Dalam perkembangannya, Kedua Aliran Monisme ini mendapatkan kritikan.


Aliran Monisme Primat Hukum Nasional memang mengandung fakta bahwa
Hukum Internasional bersumber dari Hukum Nasional. Namun, hal ini menjadi
permasalahan yang berbahaya dalam pelaksanaan hubungan internasional.
Untuk apa ada Hukum Internasional apabila dalam setiap konflik Hukum
Nasional yang diutamakan?

Eksistensi Hukum Internasional dipertanyakan dalam hal ini. Tidak hanya hal
tersebut, Aliran Monisme Primat Hukum Internasional pun juga mendapatkan
kritik karena ketidaksesuaian fakta bahwa Hukum Internasional ada lebih dulu
daripada Hukum Nasional. Realita menjelaskan Hukum Internasional lebih
banyak bersumber pada Hukum Negara yaitu dari praktek negara.

Teori Dualisme menjelaskan bahwa Hukum Internasional dan Hukum


Nasional ada di ranah terpisah dan tidak bisa ditujukan untuk berdampak
pada, atau mengatasi, yang lainnya. Hal ini disebabkan karena karakteristik
dasar yang berbeda dalam hubungan antarnegara dan intra-negara dan
struktur hukum yang berbeda yang digunakan oleh negara di satu sisi dan di
sisi lain di antara negara-negara.

Dengan demikian, dapat dibandingkan bahwa Teori Monisme dan Teori


Dualisme merupakan dua teori yang berbeda pemikiran. Monisme
mengatakan bahwa Hukum Internasional dan Hukum Nasional adalah dua
aspek yang sama, yaitu untuk mengatur kehidupan manusia.

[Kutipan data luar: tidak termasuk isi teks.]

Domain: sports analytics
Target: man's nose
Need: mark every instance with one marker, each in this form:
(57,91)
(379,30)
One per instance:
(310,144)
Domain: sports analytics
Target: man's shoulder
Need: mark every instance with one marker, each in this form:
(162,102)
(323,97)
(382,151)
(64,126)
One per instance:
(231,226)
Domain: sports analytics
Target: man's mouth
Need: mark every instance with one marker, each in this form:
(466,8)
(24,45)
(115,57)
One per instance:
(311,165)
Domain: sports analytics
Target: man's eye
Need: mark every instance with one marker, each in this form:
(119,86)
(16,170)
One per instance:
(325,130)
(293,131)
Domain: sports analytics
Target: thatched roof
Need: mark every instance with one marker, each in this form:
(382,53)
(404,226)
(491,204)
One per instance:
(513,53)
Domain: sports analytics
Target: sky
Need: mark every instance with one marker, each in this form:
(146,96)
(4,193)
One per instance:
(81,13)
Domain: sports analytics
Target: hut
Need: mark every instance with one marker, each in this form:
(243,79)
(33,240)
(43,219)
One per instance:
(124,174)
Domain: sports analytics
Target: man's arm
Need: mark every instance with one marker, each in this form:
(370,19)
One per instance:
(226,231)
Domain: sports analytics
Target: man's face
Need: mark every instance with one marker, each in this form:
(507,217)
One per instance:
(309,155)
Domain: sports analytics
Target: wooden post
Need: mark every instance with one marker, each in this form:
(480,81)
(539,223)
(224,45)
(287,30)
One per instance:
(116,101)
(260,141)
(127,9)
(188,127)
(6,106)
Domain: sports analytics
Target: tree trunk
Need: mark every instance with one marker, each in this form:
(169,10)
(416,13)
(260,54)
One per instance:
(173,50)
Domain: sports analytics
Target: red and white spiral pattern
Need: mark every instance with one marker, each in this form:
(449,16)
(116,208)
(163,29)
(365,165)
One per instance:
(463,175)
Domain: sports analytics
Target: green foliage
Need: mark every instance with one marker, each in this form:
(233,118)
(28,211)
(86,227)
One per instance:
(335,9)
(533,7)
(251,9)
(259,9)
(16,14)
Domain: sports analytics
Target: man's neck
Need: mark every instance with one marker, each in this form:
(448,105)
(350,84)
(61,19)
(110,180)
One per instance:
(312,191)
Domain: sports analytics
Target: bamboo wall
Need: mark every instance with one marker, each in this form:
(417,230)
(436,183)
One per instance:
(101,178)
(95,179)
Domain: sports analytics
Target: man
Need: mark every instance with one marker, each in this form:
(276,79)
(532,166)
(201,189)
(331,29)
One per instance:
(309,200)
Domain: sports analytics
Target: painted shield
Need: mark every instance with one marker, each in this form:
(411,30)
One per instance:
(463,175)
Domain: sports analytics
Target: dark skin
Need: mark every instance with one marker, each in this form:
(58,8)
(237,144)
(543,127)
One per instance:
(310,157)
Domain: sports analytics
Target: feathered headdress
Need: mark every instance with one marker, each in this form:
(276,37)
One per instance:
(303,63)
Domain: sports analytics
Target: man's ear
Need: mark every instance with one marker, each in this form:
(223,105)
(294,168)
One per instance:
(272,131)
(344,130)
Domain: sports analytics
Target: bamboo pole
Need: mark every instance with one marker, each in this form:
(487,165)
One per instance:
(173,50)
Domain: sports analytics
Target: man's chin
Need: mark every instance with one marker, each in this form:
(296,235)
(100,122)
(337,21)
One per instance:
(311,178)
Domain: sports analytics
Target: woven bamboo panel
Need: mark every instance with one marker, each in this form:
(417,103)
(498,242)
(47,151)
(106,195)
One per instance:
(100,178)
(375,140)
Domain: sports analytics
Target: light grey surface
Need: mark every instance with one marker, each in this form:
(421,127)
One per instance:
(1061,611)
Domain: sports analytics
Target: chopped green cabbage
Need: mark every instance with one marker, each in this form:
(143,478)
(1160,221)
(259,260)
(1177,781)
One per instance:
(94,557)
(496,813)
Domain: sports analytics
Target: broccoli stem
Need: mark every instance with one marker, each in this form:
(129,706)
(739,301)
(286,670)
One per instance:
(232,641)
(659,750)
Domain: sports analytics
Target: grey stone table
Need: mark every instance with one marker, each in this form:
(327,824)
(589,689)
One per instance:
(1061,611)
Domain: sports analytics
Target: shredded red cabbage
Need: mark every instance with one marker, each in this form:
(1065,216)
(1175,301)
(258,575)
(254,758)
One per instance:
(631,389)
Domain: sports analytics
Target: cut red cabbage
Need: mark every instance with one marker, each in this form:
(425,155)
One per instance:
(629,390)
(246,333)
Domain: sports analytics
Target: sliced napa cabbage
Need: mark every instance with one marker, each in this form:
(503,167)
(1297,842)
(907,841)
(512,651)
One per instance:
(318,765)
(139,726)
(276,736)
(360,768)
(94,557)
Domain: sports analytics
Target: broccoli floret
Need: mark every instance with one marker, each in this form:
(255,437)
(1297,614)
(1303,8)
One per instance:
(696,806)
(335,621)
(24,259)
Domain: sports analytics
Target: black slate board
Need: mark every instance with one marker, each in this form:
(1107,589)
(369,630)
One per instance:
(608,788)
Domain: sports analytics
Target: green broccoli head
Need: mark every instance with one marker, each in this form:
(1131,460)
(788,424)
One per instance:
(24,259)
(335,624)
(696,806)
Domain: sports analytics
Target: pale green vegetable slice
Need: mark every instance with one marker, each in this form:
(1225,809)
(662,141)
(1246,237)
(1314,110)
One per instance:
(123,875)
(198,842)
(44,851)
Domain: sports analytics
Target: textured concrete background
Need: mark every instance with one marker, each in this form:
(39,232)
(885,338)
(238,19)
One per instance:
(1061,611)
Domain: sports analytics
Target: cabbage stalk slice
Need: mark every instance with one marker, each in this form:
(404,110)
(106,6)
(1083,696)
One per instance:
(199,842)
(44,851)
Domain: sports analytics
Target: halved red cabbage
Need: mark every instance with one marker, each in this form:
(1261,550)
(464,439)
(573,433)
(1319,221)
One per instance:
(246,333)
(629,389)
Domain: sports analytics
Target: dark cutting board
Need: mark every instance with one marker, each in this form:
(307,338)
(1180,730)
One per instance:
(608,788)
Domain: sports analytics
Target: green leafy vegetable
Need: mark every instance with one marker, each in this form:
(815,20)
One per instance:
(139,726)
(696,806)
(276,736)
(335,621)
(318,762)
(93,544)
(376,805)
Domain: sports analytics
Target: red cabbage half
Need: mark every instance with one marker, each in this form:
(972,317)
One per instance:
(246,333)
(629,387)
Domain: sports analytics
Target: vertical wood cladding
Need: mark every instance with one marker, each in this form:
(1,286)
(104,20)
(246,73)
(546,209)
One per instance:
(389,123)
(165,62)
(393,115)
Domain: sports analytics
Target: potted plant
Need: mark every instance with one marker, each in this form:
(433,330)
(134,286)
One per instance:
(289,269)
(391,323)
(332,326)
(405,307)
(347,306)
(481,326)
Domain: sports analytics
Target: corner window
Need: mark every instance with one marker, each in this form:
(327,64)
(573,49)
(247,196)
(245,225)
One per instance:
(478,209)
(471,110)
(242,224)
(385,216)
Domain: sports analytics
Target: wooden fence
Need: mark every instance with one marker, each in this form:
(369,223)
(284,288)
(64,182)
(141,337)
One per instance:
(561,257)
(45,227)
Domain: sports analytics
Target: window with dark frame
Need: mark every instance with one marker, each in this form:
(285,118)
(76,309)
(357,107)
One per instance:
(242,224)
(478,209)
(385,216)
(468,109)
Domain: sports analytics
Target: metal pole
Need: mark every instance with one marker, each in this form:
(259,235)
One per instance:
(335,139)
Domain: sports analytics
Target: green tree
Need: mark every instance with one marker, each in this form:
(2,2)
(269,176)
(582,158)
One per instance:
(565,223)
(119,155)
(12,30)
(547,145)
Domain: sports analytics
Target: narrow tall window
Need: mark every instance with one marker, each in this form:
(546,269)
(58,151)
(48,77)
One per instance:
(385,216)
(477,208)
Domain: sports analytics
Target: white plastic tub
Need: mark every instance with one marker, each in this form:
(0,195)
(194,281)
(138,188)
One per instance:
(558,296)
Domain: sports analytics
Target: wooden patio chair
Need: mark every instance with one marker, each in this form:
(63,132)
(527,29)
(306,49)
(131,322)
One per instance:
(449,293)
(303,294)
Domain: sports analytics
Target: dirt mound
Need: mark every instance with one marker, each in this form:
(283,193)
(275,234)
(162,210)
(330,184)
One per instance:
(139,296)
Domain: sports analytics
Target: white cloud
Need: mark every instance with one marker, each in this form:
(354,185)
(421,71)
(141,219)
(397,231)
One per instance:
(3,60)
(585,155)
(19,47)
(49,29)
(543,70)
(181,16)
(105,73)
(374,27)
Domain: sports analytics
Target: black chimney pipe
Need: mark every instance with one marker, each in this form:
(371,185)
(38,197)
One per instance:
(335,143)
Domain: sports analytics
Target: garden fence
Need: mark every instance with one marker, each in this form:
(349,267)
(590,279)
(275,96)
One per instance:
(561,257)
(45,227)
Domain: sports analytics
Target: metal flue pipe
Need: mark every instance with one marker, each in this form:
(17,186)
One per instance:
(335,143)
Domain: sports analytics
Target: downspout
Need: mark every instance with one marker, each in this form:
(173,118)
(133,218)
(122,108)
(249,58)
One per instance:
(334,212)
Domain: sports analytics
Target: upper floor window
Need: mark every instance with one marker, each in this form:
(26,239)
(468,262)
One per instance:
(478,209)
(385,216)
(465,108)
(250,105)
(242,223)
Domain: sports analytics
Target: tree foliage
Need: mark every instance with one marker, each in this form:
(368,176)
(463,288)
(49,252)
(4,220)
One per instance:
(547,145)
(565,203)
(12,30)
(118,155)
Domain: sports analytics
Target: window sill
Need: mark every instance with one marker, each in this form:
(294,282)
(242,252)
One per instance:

Dualisme mengatakan bahwa Hukum Internasional dan Hukum Nasional


berbeda secara instrinsik, baik dalam Subjek, Sumber Hukum dan Hukum
Nasional memiliki integritas yang lebih sempurna dibandingkan dengan
Hukum Internasional. Mengapa demikian? Hal ini didapat dilihat dari
perbedaan hukum nasional dan hukum internasional itu sendiri, sebagai
berikut :

1. Hukum Nasional bersifat Subordinatif, artinya adanya hubungan tinggi


rendah antara yang diperintah (rakyat)) dengan yang memerintah
(penguasa). Sedangkan Hukum Internasional bersifat Koordinatif, artinya
tidak ada yang lebih tinggi, karena dilandasi oleh persamaan kedudukan
antar anggota masyarakat bangsa-bangsa.
2. Memiliki Subjek Hukum yang berbeda, Hukum Nasional memiliki subjek
hukum, baik Individu maupun Badan Hukum yang ada di dalam negara
tersebut (cakupan sempit). Sedangkan Hukum Internasional subjek
hukumnya meliputi, Individu, Negara, Organisasi Internasional,
Perusahan Transnasional, Vatican, Belligerency.
3. Kurang jelasnya aturan-aturan Hukum Internasional, sehingga
mendukung terjadinya berbagai penafsiran di lapangan dan
mengakibatkan kurangnya kepastian hukum (Cakupan Hukum yang
terlalu luas dan kompleks). Berbeda dengan Hukum Nasional yang
memiliki aturan-aturan yang jelas dalam mengatur anggota
masyarakatnya.
4. Hukum Nasional memiliki Badan Supranasional (Legislatif, Eksekutif,
Yudikatif), sedangkan Hukum Internasional tidak memiliki Badan
Supranasional. Walaupun terdapat PBB, tetapi tidak memiliki
kewenangan untuk membuat aturan. PBB tidak bisa memaksa suatu
negara untuk meratifikasi suatu konvensi atau perjanjian Internasional.
5. Hukum Nasional memiliki Aparat Penegak Hukum, sedangkan Hukum
Internasional tidak memiliki Aparat Penegak Hukum yang meliputi Polisi,
Jaksa, Hakim. Walaupun memiliki Mahkamah Internasional, Pengadilan
Pidana Internasional, Pengadilan Ad Hoc, Arbitrase Internasional, tetapi
lembaga-lembaga tersebut tidak dilengkapi Polisi Internasional.